HDAC isoforms distribution in tissues and rat brain regions, as well as their subcellular localization. Am: Amigadala, As: Astrocytes, Ca/Pu: Caudate/Putamen, Co: Cortex, GP: Globus palidus, Hi: Hippocampus, LC: Locus coeruleus, Ne: neurons, Ol: oligodendrocytes, SNpc: Substantia nigra compacta, SNpr: Substantia nigra reticulata, VEC: Vessel endothelial cells; * classified from 1 (most expressed HDAC isoform) to 11 (less expressed HDAC isoform); ** diagrams are a graphical representation of the relative expression of each HDAC isoform in a scale from low to high (0–5), adapted from Broide et al. [11-13].

Figure 2

HDAC6 domain organization. Catalytic Domain I (CDI) primary sequence is highlighted in pale red; CDI three-dimensional structure obtained by homology modeling techniques by using HDAC7 x-ray structure as a template is represented with red ribbons. Catalytic Domain II (CDII) primary sequence is highlighted in pale green; CDII three-dimensional structure obtained by homology modeling techniques by using HDAC7 x-ray structure as a template is represented with green ribbons.
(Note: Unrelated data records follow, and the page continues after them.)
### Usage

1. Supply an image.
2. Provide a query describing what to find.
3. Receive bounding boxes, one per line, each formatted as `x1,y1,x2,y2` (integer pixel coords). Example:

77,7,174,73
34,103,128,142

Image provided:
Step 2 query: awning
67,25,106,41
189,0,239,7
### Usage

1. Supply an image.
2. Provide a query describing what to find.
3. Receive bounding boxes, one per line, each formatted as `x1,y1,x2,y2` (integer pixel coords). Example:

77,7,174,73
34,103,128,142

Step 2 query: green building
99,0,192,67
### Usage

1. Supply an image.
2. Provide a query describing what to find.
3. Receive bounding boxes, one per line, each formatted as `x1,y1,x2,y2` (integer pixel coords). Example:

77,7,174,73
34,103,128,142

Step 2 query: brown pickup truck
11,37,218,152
Primary sequence of HDAC6 ubiquitin binding domain (ZnFUBP) is highlighted in blue whereas its three-dimensional structure (PDB ID 3C5K) is represented with cyan ribbons. Sequences corresponding to the tetradecapeptide repeating domain (SE14) and to the nuclear export domains NES1, NES2 are highlighted in pale gray, orange and yellow, respectively. Information about HDAC6 CD I/II and ZnFUBP secondary structures was retrieved from the human HDAC7 (PDB ID 3C10) and HDAC6 (PDB ID 3C5K) x-ray structures.

Figure 3

The role of HDAC6 in various processes related to neurodegeneration. I) The ubiquitin-proteasome system is impaired in many NDs resulting in the accumulation of highly ubiquitinated misfolded proteins tending to aggregate. II) HDAC6 binds to ubiquitinated protein aggregates (IIa) to constitute a novel organelle, the aggresome (IIb), where they are eventually eliminated by autophagy. III) The AAATPase p97/VCP is able to dissociate the complexes formed between HDAC6 and polyubiquitinated proteins to favor protein degradation. IV) Binding of HDAC6 to polyubiquitinated proteins triggers the dissociation of the HDAC6/HSP90/HSF1 complex, resulting in the activation of HSF1 (IVa). This induces gene expression of HSP70 and HSP27 (IVb), which exert a protective role against the toxic effects of the aggregates in cells. V) In AD neurons, HDAC6 interacts with tau and the excess of tau inhibits the deacetylase and ubiquitin ligase activities of HDAC6.